It was a truly memorable experience, and in such marked contrast to the unfriendly reception we had a few days earlier when the President was still on the island. The next morning, the men got up early to go fishing on the flats within Remire Reef, where we found mile upon mile of crystal clear waters, which looked extremely promising for bone-fishing. Unfortunately, we had missed the low tide, and therefore the best opportunity to catch any bonefish, although we did witness two turtles mating in the sea, which looked like an extremely cumbersome operation! However, we were able to navigate a way for the RIB to get inside the flats, and so we went back to the boat and collected the girls, and took an icebox full of cold beer, which we drank in three feet of lukewarm crystal waters in the middle of these fantastic flats, looking back at the boat in the distance with the backdrop of Remire Island, and every shade of blue and green in between.
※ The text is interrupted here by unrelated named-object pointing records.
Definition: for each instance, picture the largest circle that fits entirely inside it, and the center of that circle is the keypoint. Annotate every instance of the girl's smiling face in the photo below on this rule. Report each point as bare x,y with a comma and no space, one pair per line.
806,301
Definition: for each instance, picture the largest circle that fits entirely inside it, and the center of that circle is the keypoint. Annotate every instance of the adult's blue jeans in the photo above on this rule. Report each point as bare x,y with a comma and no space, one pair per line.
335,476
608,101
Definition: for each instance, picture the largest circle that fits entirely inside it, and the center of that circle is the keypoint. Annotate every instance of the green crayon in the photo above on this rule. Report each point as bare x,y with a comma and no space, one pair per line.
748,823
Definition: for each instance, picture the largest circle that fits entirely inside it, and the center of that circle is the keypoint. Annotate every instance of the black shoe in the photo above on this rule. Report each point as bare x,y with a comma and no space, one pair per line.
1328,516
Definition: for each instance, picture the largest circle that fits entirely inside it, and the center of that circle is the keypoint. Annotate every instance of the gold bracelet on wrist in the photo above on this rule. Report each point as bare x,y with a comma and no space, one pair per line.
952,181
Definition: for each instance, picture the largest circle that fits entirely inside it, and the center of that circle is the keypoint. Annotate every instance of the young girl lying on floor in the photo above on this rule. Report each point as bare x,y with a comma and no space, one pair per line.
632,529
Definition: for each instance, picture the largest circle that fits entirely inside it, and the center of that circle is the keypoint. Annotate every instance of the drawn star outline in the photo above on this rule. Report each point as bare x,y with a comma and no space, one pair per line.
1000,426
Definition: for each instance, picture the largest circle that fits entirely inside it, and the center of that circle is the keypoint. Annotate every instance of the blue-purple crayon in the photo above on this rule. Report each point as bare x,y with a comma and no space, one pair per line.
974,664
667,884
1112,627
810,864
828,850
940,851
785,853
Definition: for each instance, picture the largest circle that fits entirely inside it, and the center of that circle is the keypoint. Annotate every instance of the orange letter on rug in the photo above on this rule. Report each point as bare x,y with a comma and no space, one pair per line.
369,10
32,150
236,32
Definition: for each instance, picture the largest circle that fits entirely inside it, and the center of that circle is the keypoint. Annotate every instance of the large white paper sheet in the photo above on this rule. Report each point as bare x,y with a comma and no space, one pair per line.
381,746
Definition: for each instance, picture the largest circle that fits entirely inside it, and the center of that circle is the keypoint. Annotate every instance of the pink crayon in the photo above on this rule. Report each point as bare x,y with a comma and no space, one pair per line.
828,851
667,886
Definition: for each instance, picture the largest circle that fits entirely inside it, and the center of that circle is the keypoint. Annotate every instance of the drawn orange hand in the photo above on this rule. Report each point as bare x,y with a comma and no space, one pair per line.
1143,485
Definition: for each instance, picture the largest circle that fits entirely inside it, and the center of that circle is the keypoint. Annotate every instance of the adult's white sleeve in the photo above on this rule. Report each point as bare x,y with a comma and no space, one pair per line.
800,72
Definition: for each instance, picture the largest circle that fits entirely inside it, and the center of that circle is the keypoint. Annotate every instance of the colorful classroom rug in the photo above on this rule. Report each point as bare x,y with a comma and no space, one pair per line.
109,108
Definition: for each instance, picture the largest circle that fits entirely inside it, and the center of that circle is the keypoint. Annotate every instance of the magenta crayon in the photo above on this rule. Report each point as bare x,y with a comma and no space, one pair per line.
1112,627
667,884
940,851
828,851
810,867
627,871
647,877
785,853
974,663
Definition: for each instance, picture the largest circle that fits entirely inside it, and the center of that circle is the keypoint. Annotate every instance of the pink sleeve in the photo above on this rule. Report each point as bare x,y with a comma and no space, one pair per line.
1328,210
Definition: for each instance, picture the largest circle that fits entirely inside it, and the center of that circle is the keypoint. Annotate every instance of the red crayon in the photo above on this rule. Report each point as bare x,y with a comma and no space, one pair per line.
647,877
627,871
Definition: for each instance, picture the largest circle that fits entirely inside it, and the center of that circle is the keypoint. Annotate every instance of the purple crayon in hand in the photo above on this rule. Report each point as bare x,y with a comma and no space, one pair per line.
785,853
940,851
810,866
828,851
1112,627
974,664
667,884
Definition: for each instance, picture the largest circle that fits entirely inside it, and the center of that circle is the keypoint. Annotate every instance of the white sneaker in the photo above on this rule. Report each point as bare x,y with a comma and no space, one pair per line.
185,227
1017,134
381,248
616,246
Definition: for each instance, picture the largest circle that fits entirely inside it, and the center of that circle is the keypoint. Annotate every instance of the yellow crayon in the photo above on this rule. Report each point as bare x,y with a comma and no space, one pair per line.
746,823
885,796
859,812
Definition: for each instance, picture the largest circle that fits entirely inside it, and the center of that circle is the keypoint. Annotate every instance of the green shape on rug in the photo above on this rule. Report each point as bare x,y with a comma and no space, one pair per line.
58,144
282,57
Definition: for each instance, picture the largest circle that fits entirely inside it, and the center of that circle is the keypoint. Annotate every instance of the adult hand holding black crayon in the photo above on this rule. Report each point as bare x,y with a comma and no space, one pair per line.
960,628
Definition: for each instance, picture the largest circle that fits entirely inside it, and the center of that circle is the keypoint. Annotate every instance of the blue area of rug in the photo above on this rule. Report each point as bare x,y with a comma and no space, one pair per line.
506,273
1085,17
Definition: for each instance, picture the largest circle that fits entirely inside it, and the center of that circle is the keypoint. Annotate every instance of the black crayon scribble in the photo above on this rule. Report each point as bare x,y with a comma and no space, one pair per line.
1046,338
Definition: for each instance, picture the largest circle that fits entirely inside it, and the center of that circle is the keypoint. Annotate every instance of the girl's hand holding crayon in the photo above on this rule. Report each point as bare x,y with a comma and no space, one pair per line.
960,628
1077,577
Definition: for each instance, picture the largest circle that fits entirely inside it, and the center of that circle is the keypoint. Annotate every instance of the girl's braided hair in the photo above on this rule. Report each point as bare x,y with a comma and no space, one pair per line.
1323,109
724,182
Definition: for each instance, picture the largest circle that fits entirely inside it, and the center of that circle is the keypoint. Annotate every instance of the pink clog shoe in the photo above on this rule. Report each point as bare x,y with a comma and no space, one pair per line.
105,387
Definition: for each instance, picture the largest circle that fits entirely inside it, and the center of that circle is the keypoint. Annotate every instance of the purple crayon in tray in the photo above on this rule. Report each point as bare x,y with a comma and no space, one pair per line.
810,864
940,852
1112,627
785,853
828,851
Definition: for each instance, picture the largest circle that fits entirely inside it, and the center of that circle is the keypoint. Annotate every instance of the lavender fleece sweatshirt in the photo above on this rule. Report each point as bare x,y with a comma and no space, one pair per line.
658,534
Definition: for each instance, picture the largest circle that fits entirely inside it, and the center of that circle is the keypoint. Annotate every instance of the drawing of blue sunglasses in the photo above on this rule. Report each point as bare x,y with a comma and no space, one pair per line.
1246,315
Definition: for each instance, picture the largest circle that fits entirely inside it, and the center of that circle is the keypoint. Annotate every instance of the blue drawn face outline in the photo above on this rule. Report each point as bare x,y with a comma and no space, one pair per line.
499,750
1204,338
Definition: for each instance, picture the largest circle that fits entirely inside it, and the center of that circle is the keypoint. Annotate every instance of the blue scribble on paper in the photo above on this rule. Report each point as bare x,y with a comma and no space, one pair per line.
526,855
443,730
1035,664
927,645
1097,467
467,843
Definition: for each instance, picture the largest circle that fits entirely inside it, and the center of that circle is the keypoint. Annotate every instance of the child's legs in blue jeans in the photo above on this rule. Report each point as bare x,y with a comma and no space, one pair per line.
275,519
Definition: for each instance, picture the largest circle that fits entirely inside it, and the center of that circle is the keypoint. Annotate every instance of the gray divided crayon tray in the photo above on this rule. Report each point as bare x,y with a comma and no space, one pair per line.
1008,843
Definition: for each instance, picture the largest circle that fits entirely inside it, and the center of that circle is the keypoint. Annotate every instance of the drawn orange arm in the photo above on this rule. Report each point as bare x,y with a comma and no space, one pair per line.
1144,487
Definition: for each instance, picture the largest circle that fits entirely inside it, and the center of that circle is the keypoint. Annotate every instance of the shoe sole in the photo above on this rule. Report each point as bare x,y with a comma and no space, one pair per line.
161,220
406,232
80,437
It was an extraordinary to be standing in just a few feet of water in the middle of the Indian Ocean, sipping ice-cold beer, surrounded by reefs on all sides with breakers showing where the sea met the reef. After this wonderful experience, we decided to head back to D’Arros and St.Joseph, to see if we could master bone fishing on the flats there. Once again, we had the most wonderful journey, interspersed with the usual fishing episodes, and a memorable lunch, accompanied by a ‘Sixties Hits’ compilation CD, to which we all sang along like a bunch of demented geriatric hippies. We arrived at D’Arros and St.Joseph atolls at about 5pm, and dropped anchor opposite the beach house where had anchored previously. The next morning we got up early to go bone fishing with the skipper on the flats of St.Joseph’s atoll. Fortunately, the weather had improved considerably, and we had a fantastic morning walking miles across the flats, being followed by curious terns, and fregate birds, which wheeled and towered above us in the thermals, against a stunning blue sky.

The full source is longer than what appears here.